MASALI BİTİREN ÖLECEK EFSANESİ

Oldukça garip bir haldir bu; öyle ki, Kayıp Zamanın İzinde'yi okumaya çabalarken – altını çiziyorum, okuduktan sonra değil, okumaya çabalarken- tıpkı doktor kardeşi Robert Proust'un söylediği gibi; ' Kayıp zamanın İzinde'yi okuyabilmek için insanların ya hasta olmaları ya da bacaklarını kırmaları gerekiyor…' şeklindeki düşündürücü yorumunun hasta ya da bacağını kırmış herhangi bir öznesi olmadığınıza da şükredersiniz.

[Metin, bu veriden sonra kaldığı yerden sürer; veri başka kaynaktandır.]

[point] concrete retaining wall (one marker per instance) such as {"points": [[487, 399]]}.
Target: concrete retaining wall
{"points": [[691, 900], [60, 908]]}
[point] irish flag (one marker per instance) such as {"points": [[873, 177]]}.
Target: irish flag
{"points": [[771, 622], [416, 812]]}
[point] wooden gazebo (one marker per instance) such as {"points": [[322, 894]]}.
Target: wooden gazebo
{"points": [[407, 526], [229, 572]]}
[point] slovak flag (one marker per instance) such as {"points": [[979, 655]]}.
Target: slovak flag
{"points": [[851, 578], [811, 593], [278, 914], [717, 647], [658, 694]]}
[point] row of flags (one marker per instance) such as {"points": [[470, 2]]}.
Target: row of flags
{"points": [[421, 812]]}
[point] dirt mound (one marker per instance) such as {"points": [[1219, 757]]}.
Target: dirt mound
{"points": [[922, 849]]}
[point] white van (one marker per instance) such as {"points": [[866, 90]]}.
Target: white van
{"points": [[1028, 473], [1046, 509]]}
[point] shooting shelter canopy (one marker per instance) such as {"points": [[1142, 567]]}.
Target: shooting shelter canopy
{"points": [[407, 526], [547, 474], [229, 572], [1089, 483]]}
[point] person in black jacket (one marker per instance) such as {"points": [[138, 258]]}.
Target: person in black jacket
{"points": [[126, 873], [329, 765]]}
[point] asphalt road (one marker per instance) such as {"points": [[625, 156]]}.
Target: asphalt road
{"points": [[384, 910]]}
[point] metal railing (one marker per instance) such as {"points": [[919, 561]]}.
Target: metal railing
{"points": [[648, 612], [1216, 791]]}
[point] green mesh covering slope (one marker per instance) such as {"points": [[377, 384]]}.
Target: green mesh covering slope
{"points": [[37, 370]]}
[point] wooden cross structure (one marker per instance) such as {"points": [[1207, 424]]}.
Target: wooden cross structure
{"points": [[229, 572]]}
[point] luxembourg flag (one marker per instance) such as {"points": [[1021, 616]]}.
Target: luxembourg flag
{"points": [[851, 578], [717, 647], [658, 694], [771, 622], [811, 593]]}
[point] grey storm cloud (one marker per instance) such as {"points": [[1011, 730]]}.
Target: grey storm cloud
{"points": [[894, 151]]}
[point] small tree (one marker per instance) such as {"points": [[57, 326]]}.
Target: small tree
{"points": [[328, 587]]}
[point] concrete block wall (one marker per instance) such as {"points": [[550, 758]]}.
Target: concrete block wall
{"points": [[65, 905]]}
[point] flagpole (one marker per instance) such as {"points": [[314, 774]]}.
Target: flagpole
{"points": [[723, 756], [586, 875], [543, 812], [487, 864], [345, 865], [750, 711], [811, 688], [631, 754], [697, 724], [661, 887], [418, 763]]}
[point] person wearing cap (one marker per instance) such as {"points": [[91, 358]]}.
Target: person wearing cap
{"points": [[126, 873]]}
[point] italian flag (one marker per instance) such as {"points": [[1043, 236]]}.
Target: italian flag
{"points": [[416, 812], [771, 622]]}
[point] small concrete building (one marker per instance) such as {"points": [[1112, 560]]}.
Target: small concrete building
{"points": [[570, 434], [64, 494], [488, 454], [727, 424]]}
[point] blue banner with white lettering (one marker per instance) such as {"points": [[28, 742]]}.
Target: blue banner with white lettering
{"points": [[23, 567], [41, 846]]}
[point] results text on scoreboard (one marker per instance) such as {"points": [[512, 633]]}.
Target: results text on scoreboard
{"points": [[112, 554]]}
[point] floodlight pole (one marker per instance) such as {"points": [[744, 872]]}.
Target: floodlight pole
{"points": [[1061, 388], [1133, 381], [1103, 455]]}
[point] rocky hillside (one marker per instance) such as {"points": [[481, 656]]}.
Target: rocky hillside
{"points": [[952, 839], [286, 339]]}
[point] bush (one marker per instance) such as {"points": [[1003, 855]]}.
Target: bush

Elbette bu da Proustyen bir şaşırtmacadır son tahlilde. Ve siz bir okur olarak bu şaşırtmaca eşliğinde bir yandan bir hasta olarak Proust okumaya mecbur olmaktan azade olmuş bir okur oluşun farkına varırsınız, diğer yandan da sözgelimi Binbir Gece Masalları için söylenegelen o kitabi efsaneden korkarak Binbir Gece Masalları'nı bütünüyle okumaktan ürken efsanevi korkaklar arasına girip girmediğinizi düşünürsünüz. Zira bir söylenceye göre Binbir Gece Masalları için, '…bu kitabı sonuna kadar okuyup bitiren herkes ölür…' denilmiştir.

Elbet şöyle bir çıkış yolu da bulabilirsiniz bu efsaneyle kurulmuş bulunan korku dolu çemberin dışına çıkabilmek için; '… okuyanların öleceğini söyleyip dursunlar, son tahlilde bundan korkarak Binbir Gece Masallarını bütünüyle okuyanlar da, eksik bırakarak okuyanlar da elbet bir gün ölecek, öyleyse sorun yok, büsbütün okumaya devam…' diyebilir ve aralarında A.Gide'in de bulunduğu bu kitabi efsaneye dayanarak türetilen 'korkaklar listesi'ne girmek ya da girmemek anlamında uygun bir seçim yapabilirsiniz.

Proust'un Okuma Üzerine'si hakkında yazmaya başlarken Becket'ten Binbir Gece Masallarına ve oradan da Gide' e kadar uzanan bunca şeyi söylemek ilk anda şaşırtıcı gibi gelse de öyle görülmemeli bence, zira Proust okumak ve hakkında yazmak sanırım biraz da böyle bir şey olsa gerek…

Elinizde olmadan bir şeyden daha fazlasını, birçok şeyi düşünmek söylemek zorunda olduğunuz bir okuma yapmışsınızdır çünkü. Ve aklınızdaki o tatlı şaşırtmacanın esritici kaosu okumayı bitirip yazmaya başladığınız anda da sürüp gitmektedir.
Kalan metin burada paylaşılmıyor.